A leader since his days at Chicago’s DuSable High School, where he was senior class president and valedictorian, Bishop Ammons was graduated directly into World War II and the U.S. Army. After his discharge, he enrolled at Roosevelt University, graduating in 1948. In 1949 he was ordained a minister of the African Methodist Episcopal Zion (AMEZ) Church in which he grew up.
He served as pastor at AMEZ churches in Chicago and then New York, but soon returned to the Chicago area to earn a divinity degree at what was then Garrett Biblical Institute and emphatically white. Even in 1957, his last year, Garrett had only six black students.
By then, to make ends meet, he was working around the clock as student, Cook County social worker, night-time postal employee and father. He had married June Billingsley in 1951, and they were on their way to a family of six children.
Degree in hand, he transferred in 1957 from the AMEZ Church to the Rock River Annual Conference of the Methodist Church (now the Northern Illinois Conference of the United Methodist Church), where he became its first African American pastor.
Assigned as pastor of the Whitfield Methodist Church, later Ingleside-Whitfield, on Chicago’s South Side, he helped boost membership of the interracial congregation from 46 in 1957 to 700 by the time he left in 1963. He then went to Rockford as first director of Urban Work for 14 Methodist congregations. In 1966 he was appointed director of the Church in the City in downtown Chicago.
Bishop Ammons and his family moved to Evanston in 1967 when he returned to Garrett as a faculty member. In 1975 he earned a doctor of ministry degree at Chicago Theological Seminary. The next year he was consecrated as one of only 50 bishops of the United Methodist Church in the United States.
His retirement in 1992 brought him back home to Evanston and to Garrett, but this time without his wife June, who passed away in 1990. He soon carved a niche for himself at Garrett and became especially close to Garrett’s student life director, Helen Fannings. The two were married in 1993.

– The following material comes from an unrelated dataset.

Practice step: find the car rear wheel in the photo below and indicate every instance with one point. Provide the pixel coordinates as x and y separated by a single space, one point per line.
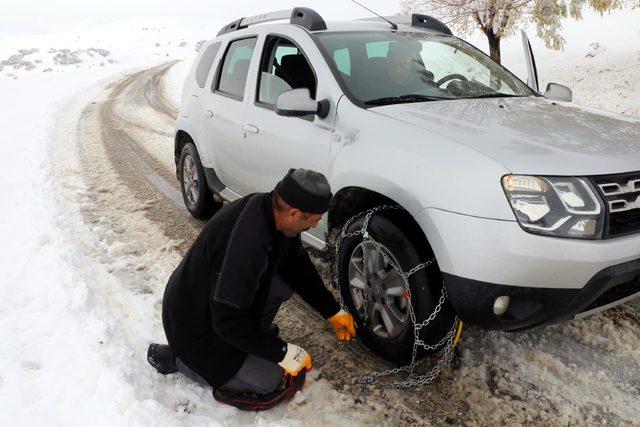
376 296
195 192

In 2009 the seminary honored each of them with an Eliza Garrett Distinguished Service Award. In 2010 it created an annual award in his name, the Bishop Edsel A. Ammons Award for Leadership in Racial Justice and Understanding.
The music-filled memorial featured church choirs singing “His Eye Is on the Sparrow,” “Sing Me to Heaven” and “Give Me Jesus.” Lila Ammons sang “Amazing Grace.”
Bishop Ammons is survived by his wife, Helen; his children, Edsel Jr., Carol, Kenneth, Carlton and Lila; and his wife’s children, Jeffery, Janet and Emily. His daughter Marilyn passed away in 2000.